Brown County Board Vice Chairwoman Mary Scray opened Wednesday’s board meeting with a prayer, but the question of the legality of such prayer will remain on the board’s agenda for at least a while longer.
Scray typically has ended her invocation with the phrase, “In Jesus’ precious name, Amen.” That tradition was put under scrutiny earlier this month when the Green Bay Press-Gazette questioned whether it violated U.S. Supreme Court rulings on separation of church and state.
The Madison-based Freedom From Religion Foundation submitted a letter asking the board to stop the prayers. A Suamico resident also submitted a letter Wednesday to that effect; it was referred to the board’s Executive Committee for consideration.
County corporation counsel John Luetscher provided supervisors with a memo supporting the board’s right to say nonsectarian prayers that don’t favor one particular faith over another.
County Board lawyer Fred Mohr told the Press-Gazette after Wednesday’s meeting that he advised Scray to change “what she used to say.” He said he believed her prayer Wednesday passed constitutional muster.
In her prayer, Scray addressed “dear Lord” and ended with “in the Lord, our savior’s name.” She asked “the Lord” to “help the media here report the news,” not create the news by raising controversy. She said in her prayer that 85 percent of the population “was fine with” invoking the Lord’s name or Jesus’ name.
Scray said she looks at the prayer as an opportunity to bring board members together. No member of the board or public has ever complained, and since the Press-Gazette raised the controversy, she said, she has received many calls, emails and comments supporting her prayers.
Also on Wednesday, the board passed a resolution asking the state to provide emergency compensation to residents of southern Brown County who believe their health is being harmed by wind turbines.

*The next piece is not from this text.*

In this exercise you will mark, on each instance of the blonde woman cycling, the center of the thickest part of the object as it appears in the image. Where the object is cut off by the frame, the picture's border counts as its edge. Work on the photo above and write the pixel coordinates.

Some Glenmore residents who live near wind turbines claim they are being sickened by inaudible noise and stray voltage. The resolution asks the state to provide money for the temporary relocation of those who have felt a need to vacate their homes to escape the effects.
Some supervisors objected to the original wording of the resolution, as presented by the county health department, because it stated that the turbines definitely caused some people’s health problems.
“Until there’s more proof, I’m not going to support that,” Supervisor Bernie Erickson said.
In the end, the board softened the language of the resolution, inserting words like “purportedly” and saying the board “strongly believes” the turbines are the cause of the problems.
“I was more supportive of the original version, but I’m proud they (supervisors) stood up for those residents,” said Barb Vanden Boogart, who has been working with the residents to fight the turbines. “I think Madison needs to realize people are being impacted, and they’ll listen to the board more than they’ll listen to us.”